DİDEM ÜRER: Hocam, yeni bir haber vardı, onu okumak istiyorum uygun görürseniz. Reuters Haber Ajansı’nın son dakikada geçtiği bilgiye göre; “İsrail Mavi Marmara gemisine düzenlenen ve 1’i Amerikalı 9’u Türk olan 10 kişinin şehit olduğu saldırıyla ilgili Türkiye’den özür dilediği” iddia edildi. İnternet siteleri “Başbakanlık kaynaklarının, İsrail Başbakanı Netanyahu’nun Türkiye’den özür dilediğini doğruladığını” belirttiler. Yine bir iddiaya göre Amerikalı yetkililer de Air Force One uçağında yaptıkları açıklamada;“Netanyahu’nun Mavi Marmara saldırısıyla ilgili hatalarından dolayı Türkiye’den özür dilediğini” söylemişler. “Aynı zamanda da şehit olanların ailelerine de tazminat ödeyeceklerini söyledikleri” iddia ediliyor internet sitelerinde.
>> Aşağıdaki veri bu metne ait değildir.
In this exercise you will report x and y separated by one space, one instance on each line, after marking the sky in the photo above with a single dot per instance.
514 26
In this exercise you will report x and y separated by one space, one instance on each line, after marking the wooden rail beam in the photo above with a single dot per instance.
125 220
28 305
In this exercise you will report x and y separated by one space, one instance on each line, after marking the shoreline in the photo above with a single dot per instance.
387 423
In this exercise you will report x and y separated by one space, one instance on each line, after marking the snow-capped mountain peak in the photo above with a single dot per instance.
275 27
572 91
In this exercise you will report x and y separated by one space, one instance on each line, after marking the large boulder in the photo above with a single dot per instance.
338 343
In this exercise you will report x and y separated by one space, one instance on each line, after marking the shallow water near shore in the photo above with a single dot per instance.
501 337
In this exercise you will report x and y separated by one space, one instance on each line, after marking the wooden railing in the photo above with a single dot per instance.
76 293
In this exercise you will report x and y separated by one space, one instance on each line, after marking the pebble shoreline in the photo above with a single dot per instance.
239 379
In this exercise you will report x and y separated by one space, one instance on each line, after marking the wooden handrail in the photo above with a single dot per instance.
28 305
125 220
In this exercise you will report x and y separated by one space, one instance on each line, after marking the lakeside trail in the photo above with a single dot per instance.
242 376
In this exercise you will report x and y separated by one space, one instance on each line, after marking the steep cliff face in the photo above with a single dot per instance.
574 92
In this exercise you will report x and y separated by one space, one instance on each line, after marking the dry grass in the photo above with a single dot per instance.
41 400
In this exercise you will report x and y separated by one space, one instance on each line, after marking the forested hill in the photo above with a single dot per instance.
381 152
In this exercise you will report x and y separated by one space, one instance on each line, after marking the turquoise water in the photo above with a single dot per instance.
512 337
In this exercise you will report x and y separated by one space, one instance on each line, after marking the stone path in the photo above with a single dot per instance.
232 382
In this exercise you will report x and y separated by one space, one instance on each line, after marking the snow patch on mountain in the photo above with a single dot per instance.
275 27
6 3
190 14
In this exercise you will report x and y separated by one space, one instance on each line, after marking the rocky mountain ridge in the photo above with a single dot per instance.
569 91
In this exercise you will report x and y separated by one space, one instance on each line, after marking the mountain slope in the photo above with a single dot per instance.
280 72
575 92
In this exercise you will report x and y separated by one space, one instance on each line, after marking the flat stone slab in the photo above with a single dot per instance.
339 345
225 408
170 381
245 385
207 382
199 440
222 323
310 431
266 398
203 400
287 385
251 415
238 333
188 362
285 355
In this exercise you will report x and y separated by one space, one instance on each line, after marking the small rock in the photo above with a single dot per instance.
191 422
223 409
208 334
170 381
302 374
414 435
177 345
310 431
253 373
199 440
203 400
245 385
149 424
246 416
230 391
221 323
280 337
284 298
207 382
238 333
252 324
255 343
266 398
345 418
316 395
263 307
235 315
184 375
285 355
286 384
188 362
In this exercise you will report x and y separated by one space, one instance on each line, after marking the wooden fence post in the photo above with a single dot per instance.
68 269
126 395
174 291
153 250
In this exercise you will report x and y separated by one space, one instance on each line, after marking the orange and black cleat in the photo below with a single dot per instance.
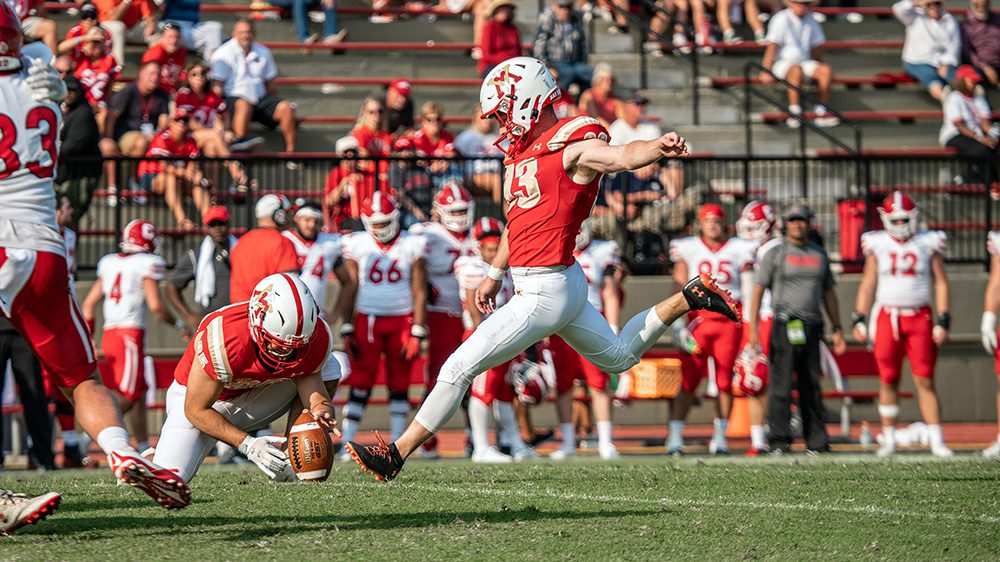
703 293
383 461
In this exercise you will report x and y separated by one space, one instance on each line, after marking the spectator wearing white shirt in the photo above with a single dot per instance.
243 73
793 53
933 43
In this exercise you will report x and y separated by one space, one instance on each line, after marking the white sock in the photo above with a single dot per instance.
114 438
479 421
757 436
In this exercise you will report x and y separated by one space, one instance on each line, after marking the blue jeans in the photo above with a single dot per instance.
299 9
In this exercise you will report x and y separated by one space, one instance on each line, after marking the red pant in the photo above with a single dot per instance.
570 366
913 339
125 351
719 339
47 316
378 336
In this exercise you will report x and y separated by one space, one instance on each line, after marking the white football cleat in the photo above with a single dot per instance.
18 510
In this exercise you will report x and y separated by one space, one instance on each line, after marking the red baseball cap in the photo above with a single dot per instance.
216 213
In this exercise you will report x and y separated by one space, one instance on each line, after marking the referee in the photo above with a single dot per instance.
797 272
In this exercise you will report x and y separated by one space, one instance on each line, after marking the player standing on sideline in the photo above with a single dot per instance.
709 335
388 268
598 259
35 293
447 240
128 282
244 369
902 264
554 168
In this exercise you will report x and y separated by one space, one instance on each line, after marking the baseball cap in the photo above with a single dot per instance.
214 214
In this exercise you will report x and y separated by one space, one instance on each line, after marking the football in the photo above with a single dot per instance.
309 449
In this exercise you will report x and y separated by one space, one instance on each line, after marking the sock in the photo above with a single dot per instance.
479 420
757 436
604 434
114 438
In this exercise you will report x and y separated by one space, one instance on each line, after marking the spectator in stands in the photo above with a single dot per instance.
932 45
128 21
171 56
967 124
208 266
329 9
75 37
79 138
562 42
501 39
244 73
600 101
137 111
981 40
203 36
97 71
174 179
793 53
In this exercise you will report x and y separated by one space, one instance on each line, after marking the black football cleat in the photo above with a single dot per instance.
383 461
703 293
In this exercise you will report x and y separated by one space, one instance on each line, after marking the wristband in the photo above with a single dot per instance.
496 274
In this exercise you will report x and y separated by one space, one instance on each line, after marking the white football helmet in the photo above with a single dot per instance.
380 215
283 316
515 92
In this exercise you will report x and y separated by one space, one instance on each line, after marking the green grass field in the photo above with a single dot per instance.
835 507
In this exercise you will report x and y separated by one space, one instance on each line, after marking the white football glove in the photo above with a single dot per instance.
988 332
263 451
45 83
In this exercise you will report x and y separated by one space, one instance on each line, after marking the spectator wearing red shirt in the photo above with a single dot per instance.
171 56
174 179
500 38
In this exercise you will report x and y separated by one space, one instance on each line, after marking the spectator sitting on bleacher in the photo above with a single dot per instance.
203 36
127 21
75 37
561 41
173 179
932 45
981 40
793 53
500 39
171 56
967 123
243 72
600 101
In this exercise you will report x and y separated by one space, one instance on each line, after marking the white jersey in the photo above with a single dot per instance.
443 250
725 263
385 273
317 259
595 260
904 266
29 144
122 277
470 271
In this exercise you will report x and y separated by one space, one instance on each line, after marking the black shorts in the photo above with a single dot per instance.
263 111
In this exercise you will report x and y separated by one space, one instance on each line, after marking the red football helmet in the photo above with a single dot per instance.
11 39
756 222
455 207
380 215
139 236
751 373
900 215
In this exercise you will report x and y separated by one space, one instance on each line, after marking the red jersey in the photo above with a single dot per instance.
545 208
97 76
204 107
171 66
229 355
163 144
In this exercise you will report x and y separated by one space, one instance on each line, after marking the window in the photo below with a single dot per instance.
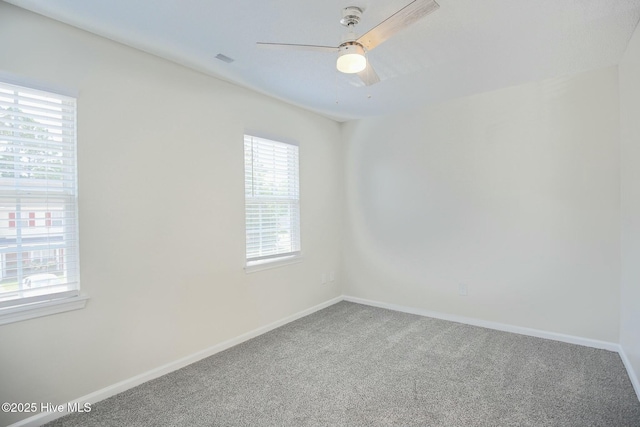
272 200
38 197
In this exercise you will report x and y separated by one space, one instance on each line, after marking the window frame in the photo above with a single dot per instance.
277 259
54 299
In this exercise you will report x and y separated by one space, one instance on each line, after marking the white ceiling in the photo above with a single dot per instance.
465 47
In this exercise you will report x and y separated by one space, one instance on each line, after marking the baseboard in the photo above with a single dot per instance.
605 345
632 373
43 418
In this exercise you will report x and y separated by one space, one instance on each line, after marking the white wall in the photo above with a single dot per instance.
514 193
161 205
630 184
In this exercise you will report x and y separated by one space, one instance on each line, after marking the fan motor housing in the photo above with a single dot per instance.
351 16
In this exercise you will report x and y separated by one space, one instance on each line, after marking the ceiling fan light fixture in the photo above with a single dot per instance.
351 59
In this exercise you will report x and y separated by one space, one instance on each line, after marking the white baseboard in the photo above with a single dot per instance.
43 418
605 345
632 373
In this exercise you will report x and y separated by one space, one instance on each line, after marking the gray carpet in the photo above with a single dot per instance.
354 365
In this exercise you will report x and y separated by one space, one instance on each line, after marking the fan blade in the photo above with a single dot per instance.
403 18
368 75
290 46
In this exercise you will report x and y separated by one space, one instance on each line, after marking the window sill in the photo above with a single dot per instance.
272 263
39 309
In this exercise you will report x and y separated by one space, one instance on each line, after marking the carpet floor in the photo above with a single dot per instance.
355 365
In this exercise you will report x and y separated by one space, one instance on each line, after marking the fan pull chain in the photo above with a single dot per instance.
336 85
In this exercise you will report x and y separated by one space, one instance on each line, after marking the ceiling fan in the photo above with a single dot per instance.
352 51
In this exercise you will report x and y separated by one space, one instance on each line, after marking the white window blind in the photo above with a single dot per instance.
272 199
38 196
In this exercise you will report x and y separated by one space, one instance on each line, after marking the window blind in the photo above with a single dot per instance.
272 199
38 196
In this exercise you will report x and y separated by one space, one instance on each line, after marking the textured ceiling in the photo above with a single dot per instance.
465 47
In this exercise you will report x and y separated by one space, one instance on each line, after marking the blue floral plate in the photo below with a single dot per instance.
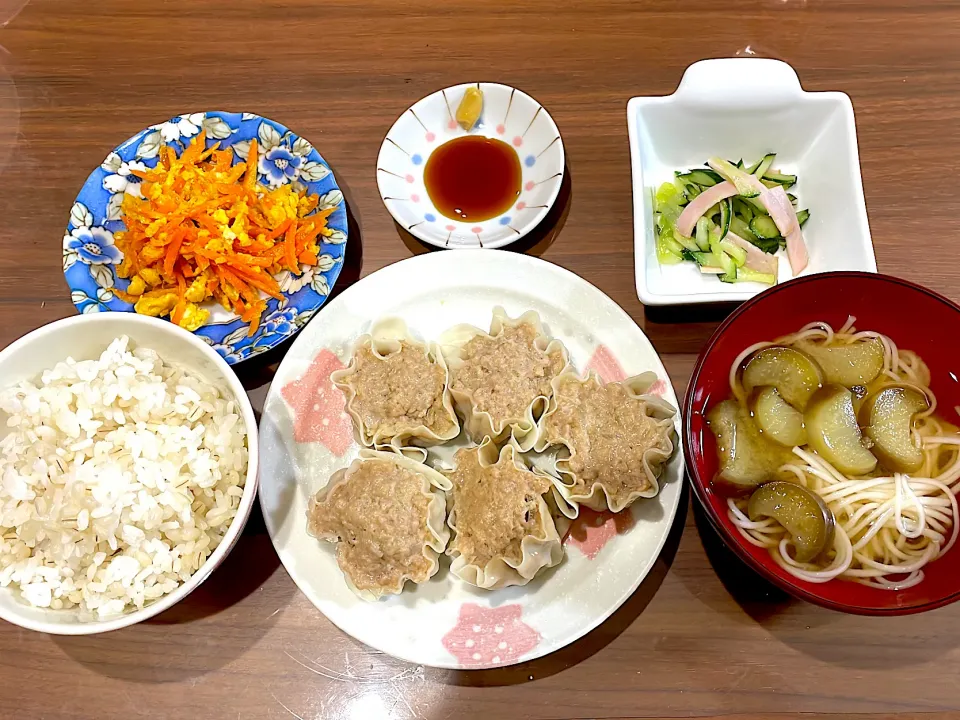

ADNAN OKTAR: Ben burada, İsrail heyeti geldiğinde, Sanhedrin heyetine de söyledim, ödemeleri gereken miktara kadar konuştuk. Bankaya yatırın dedim. Aile sayısını söyledik, her bir kişiye 100 bin lira ödeyin dedik. Bankaya da yatırın ve özür dileyin dedim. Özür dilemek güzelliktir, hoşluktur. Gurur kırıcı bir şey değil. Onur kırıcı bir şey değil. Makul gördüler, yani o zaman makul görmüşlerdi. Allahualem şu an gelen haberde doğru olabilir. Çünkü bunun kararını daha önce kendi aramızda neticelendirmiştik. Onu söylemiştim ben zaten.
DİDEM ÜRER: Evet Hocam. “Çok kısa zaman içinde özür dileyecekler” demiştiniz.
ADNAN OKTAR: “Aslında önümüzdeki günlerde özür dileyecekler, onun haberi geldi” dedim. Bizim bilgimiz dahilinde olan bir şey bu. Detay detay da konuşmuştuk. Neden özür dilemek istemediklerini anlatmışlardı. Ben de özür dilemelerinin neden gerekli olduğunu anlatmıştım. Sonra da makul gördüler. “Nasıl bir formülle yapabiliriz” dediler, nasıl hem İsrail halkını, hem Türk halkını mutlu edecek bir ortalama açıklama nasıl olur diye? İzah ettim, anlattım. Ödemeleri gereken miktar da bu makul dedim, yeterli dedim. Bir bankaya yatırsınlar dedim. Ve bu güzel bir çalışma, güzel bir faaliyet. Daha öncede İsrail’in Filistin’e saldırdığı hengamda aracı olmuştuk. Allah’a şükür ve saldırı durmuştu. Kara harekatı yapacaklardı. Akşam Sanhedrin üyeleri ve mahkeme başkanı geldi. Onlara rica ettik, konuştuk. Ertesi gün onlar İsrail’e gittiler İsrail’e gittikten sonra konuştular. Kara harekatı durduruldu. Vesile oluyoruz, dostlukla, sevgiyle, kardeşlikle. Kardeşlerimiz diyor ki; “herkesten nefret edelim.” Olmaz. Sevgiyle olur.